- Multiple linear regression (
`lm(resp ~ pred_1 + ... + pred_n)`

) - Analyzing interactions (
`library(effect); effect(term = "pred_1:pred_2, mod = "model")`

) - Model selection using the ‘Akaike Information Criterion’ (AIC) (
`AIC(model_1, model_2, model_3)`

) - Exhaustive model comparison (
`library(MiMIn); dredge()`

)

- ‘Machine Learning’ in a nutshell
- ‘Support Vector Machine’ (SVM) as an example ML algorithm
- Train and Test data, feature preparation
- Assessing model performance
- Hyperparameter tuning

*“A type of artificial intelligence that enables computers to learn from large data sets.”* (Alpaydin, 2016)

*“Machine learning (ML) is the scientific study of algorithms and statistical models that computer systems use to perform a specific task without using explicit instructions, relying on patterns and inference instead. It is seen as a subset of artificial intelligence.”* (https://en.wikipedia.org/wiki/Machine_learning)

Machine learning algorithms build a mathematical model based on sample data, known as “training data”.

The performance of “trained” models is evaluated using “test data”.

Test and training data are typically obtained by splitting an observational data set.

Aim: make predictions or decisions without being explicitly programmed to perform the task.

- ML tools are often based on statistical techniques, e.g. linear regression
- ML automatically creates a predictor from input variables (may be very many)
- ML approaches are typically lacking uncertainty/error quantification
- Bootstrap/leave-one-out approaches to quantify model performace indirectly

- ML tools require few (not none!)
*a priori*knowledge of data characteristics - Many ML tools do not provide means to check how specific result relates to input data (‘black box’)
- Adequete preparation and optimization of input data is crucial for many ML algroithms

ML algorithms are typically applied to large (many observations) and complex (many variables) data sets.

Problems tackled by ML algorithms:

- Classification
- Regression
- Pattern recognition
- Identification of drivers / feature importances

- Artificial Neural Networks
- Random Forests
- Support Vector Machines

Support Vector Machines (SVM) are a set of related supervised learning methods used for classification and regression.

Given a set of training examples, each marked as belonging to one of two categories, an SVM training algorithm builds a model that predicts whether a new example falls into one category or the other.

An SVM training algorithm is a

- non-probabilistic,
- binary,
- linear classifier,

although methods such as Platt scaling exist to use SVM in a probabilistic classification setting.

In addition to performing linear classification, SVMs can efficiently perform a non-linear classification using what is called the kernel trick, implicitly mapping their inputs into high-dimensional feature spaces.

In practice, multiple SVMs can be combined to analyze multi-class data (often implemented from scratch in higher level functions).

The key elements of the Support Vector Machine concept are outlined in Fig. 1.

- Identify the best fitting hyperplane between two groups (‘posititves’ vs. ‘negatives’, blue and green points in Fig. 1)
- Create two ‘support vectors’ (dashed lines in Fig. 1) running through closest data points
- Maximum perpendicular distance between hyperplane (red line in Fig. 1) and closest data points

- Use the hyperplane for predictive binary classification, i.e. new data point is either
- left of hyperplane -> class 1, or
- right of hyperplane -> class -1

We are given a training dataset of \(n\) points in the form \[(\vec{x_1},y_1),...,(\vec{x_n},y_n)\] where the \(y_i\) are either \(1\) or \(-1\), each indicating the class to which the point \(\vec{x_i}\) belongs.
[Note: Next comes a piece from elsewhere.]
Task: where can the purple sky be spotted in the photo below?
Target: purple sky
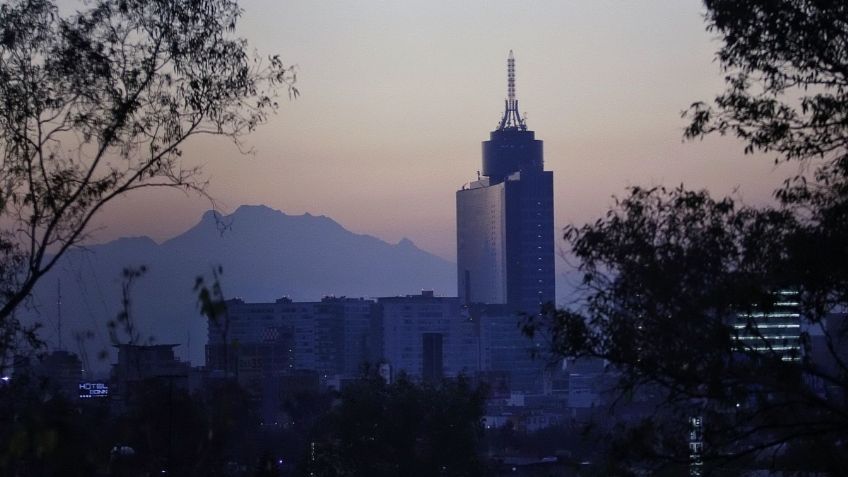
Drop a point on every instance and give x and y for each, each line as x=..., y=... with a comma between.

Each \(\vec{x_i}\) is a \(p\)-dimensional real vector.

We want to find the **“maximum-margin hyperplane”** that divides the group of points \(\vec{x_i}\) for which \(y_i=1\) from the group of points for which \(y_i=-1\), which is defined so that the distance between the hyperplane and the nearest point \(\vec{x_i}\) from either group is maximized.

Any hyperplane (red line in Fig. 1) can be represented by \[\langle \vec{w},\vec{x}\rangle-b=0 \] where \(\vec{w}\) is the vector of weights normal to the hyperplane and \(\vec{x}\) is a \(p\)-dimensional input vector. \(\langle \cdot,\cdot\rangle\) denote the dot product of two vectors.

Any \(\vec{x}\) that satisfies above equation lies on the hyperplane.

The perpendicular distance from the hyperplane to the origin is defined by \[\frac{b}{\|\vec{w}\|}\]

**High Dimensionality:**SVM is an effective tool in high-dimensional spaces, which is particularly applicable to document classification and sentiment analysis where the dimensionality can be extremely large.**Memory Efficiency:**Since only a subset of the training points are used in the actual decision process of assigning new members, just these points need to be stored in memory (and calculated upon) when making decisions.**Versatility:**Class separation is often highly non-linear. The ability to apply new kernels allows substantial flexibility for the decision boundaries, leading to greater classification performance.

**Kernel Parameter Selection:**SVMs are very sensitive to the choice of the kernel parameters. In situations where the number of features for each object exceeds the number of training data samples, SVMs can perform poorly.**Non-Probabilistic:**Since the classifier works by placing objects above and below a classifying hyperplane, there is no direct probabilistic interpretation for group membership. However, one potential metric to determine the “effectiveness” of the classification is how far from the decision boundary the new point is.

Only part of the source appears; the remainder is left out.